Quelles capacités sont renforcées ?
Le renforcement des capacités porte sur quatre registres complémentaires, chacun correspondant à une fonction que les femmes leaders assument ensuite sur le terrain :
- les compétences techniques : production de plants en pépinière, choix des essences traditionnelles, calendriers de mise en terre, entretien et suivi des taux de reprise, techniques agroécologiques et conservation des semences ;
- les compétences organisationnelles : constitution et gestion de groupements, répartition des responsabilités, planification des campagnes de plantation et suivi des superficies restaurées ;
- les compétences économiques : conduite d’activités génératrices de revenus — maraîchage, arboriculture fruitière — et mise en marché de la production ;
- les compétences de plaidoyer et de gouvernance : connaissance des droits, dialogue avec les autorités locales et participation aux instances de gestion des ressources naturelles.

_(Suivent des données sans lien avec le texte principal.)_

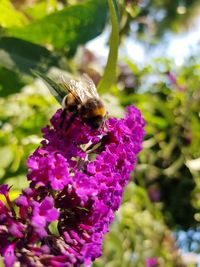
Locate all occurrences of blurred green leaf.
[98,0,119,92]
[0,0,27,27]
[0,66,25,97]
[7,0,107,52]
[0,146,13,168]
[0,37,58,74]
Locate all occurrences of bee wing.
[82,73,99,99]
[62,76,85,104]
[62,74,99,104]
[32,70,66,104]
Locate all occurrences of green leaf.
[0,37,58,74]
[0,66,25,97]
[98,0,119,92]
[7,0,107,52]
[0,0,27,27]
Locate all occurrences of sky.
[87,18,200,66]
[86,18,200,267]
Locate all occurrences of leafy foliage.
[7,0,107,53]
[0,0,200,267]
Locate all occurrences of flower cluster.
[0,106,144,267]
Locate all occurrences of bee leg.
[65,112,78,131]
[60,108,67,128]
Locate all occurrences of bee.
[35,72,106,129]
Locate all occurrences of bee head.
[85,116,103,129]
[80,99,106,129]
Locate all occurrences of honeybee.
[36,72,106,129]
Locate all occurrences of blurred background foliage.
[0,0,200,267]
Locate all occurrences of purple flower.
[1,243,17,267]
[0,107,145,267]
[145,258,158,267]
[31,197,59,237]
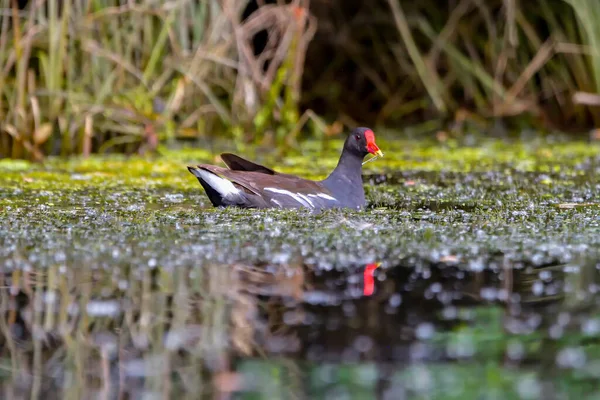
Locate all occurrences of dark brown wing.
[221,153,277,175]
[198,164,330,197]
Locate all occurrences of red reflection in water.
[363,263,379,296]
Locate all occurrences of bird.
[187,127,383,210]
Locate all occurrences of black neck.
[323,151,362,190]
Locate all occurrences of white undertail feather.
[308,193,337,201]
[194,168,240,199]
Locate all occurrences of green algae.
[0,134,600,398]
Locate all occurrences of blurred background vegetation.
[0,0,600,160]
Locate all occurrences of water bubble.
[556,347,586,368]
[388,293,402,308]
[415,322,435,340]
[517,376,542,399]
[506,341,525,361]
[354,336,373,353]
[581,318,600,336]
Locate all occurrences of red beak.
[365,130,383,157]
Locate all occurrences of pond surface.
[0,137,600,399]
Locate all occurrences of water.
[0,136,600,399]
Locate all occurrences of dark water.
[0,138,600,399]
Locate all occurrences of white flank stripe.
[309,193,337,201]
[194,168,240,199]
[265,188,313,208]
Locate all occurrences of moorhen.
[188,128,383,210]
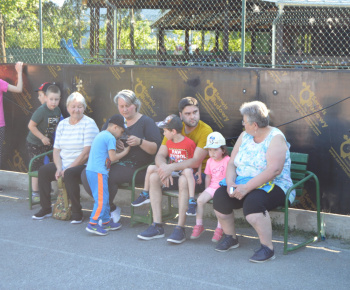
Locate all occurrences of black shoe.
[70,216,84,224]
[215,235,239,252]
[137,223,164,240]
[32,208,52,220]
[249,244,275,263]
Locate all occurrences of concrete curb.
[0,170,350,240]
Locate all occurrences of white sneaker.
[111,206,121,223]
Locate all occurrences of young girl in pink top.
[0,62,23,185]
[191,132,230,243]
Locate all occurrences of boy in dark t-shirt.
[27,85,61,198]
[131,115,196,206]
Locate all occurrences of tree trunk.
[0,13,7,63]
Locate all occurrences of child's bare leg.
[181,168,196,199]
[143,165,158,192]
[196,191,212,226]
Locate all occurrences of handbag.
[52,177,72,221]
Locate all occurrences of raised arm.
[7,62,23,93]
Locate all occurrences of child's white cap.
[204,132,226,149]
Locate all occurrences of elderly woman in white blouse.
[32,92,99,224]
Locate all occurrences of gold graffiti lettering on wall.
[268,71,287,84]
[75,76,93,113]
[12,88,33,115]
[7,150,28,172]
[196,80,230,129]
[47,65,61,78]
[109,67,125,81]
[176,69,188,82]
[329,135,350,177]
[289,82,328,136]
[135,78,157,117]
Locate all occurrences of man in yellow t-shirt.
[137,97,213,244]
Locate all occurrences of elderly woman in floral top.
[214,101,295,263]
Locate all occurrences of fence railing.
[0,0,350,69]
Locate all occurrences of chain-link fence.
[0,0,350,69]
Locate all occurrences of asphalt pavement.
[0,189,350,290]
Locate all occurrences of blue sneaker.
[249,244,275,263]
[167,226,186,244]
[215,235,239,252]
[102,220,122,231]
[137,223,164,240]
[131,192,151,206]
[85,223,108,236]
[186,199,197,216]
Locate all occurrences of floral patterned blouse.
[234,128,295,203]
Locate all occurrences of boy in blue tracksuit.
[86,115,130,236]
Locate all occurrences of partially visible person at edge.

Des capacités qui se traduisent en initiatives dirigées par les femmes
Ces compétences ne restent pas théoriques : elles se matérialisent dans des dispositifs que les femmes leaders autochtones pilotent directement. Sept pépinières villageoises, une par village, sont tenues par des femmes autochtones formées à la production de plants. Dix champs-écoles autochtones et dix groupements agroécologiques fonctionnels servent de lieux d’apprentissage entre pairs. Trois banques semencières communautaires sécurisent l’accès à des semences adaptées aux conditions locales.
C’est sur cette base que la restauration a pu être conduite à grande échelle. Dans la plaine de la Ruzizi comme dans les villages riverains du fleuve Congo aux périphéries de Kindu, les femmes et les jeunes filles autochtones ont assuré l’ensemble de la chaîne : production des plants, plantation, protection des berges et suivi des parcelles.
| CAPACITÉS RENFORCÉES ET RÉSULTATS OBTENUS | |
| Compétences techniques | 50 femmes autochtones formées comme pépiniéristes et 640 femmes formées aux techniques agroécologiques |
| Leadership et droits | 450 femmes et jeunes filles leaders autochtones accompagnées vers la prise de responsabilités dans les instances locales de décision |
| Dispositifs dirigés par les femmes | 7 pépinières villageoises, 10 champs-écoles autochtones, 10 groupements agroécologiques et 3 banques semencières communautaires |
| Restauration – plaine de la Ruzizi (Sud-Kivu) | 450 000 arbres plantés et 1 125 hectares de terres dégradées restaurés |
| Restauration – périphéries de Kindu (Maniema) | 812 000 arbres traditionnels plantés, 1 650 hectares restaurés et berges du fleuve stabilisées |
| Revenus | 120 femmes autochtones petites productrices accompagnées en maraîchage |
| Performance agricole | Hausse moyenne des rendements de 34 % sur les parcelles de démonstration et adoption de pratiques durables par plus de 80 % des participantes |
Gérer durablement les ressources naturelles
La protection des forêts ne se joue pas uniquement dans la plantation d’arbres : elle dépend de la manière dont les ressources sont gérées au quotidien. Les femmes leaders formées par l’ANAFAC animent la structuration des groupements, la gestion des banques semencières et la diffusion des techniques agroécologiques auprès de leurs pairs.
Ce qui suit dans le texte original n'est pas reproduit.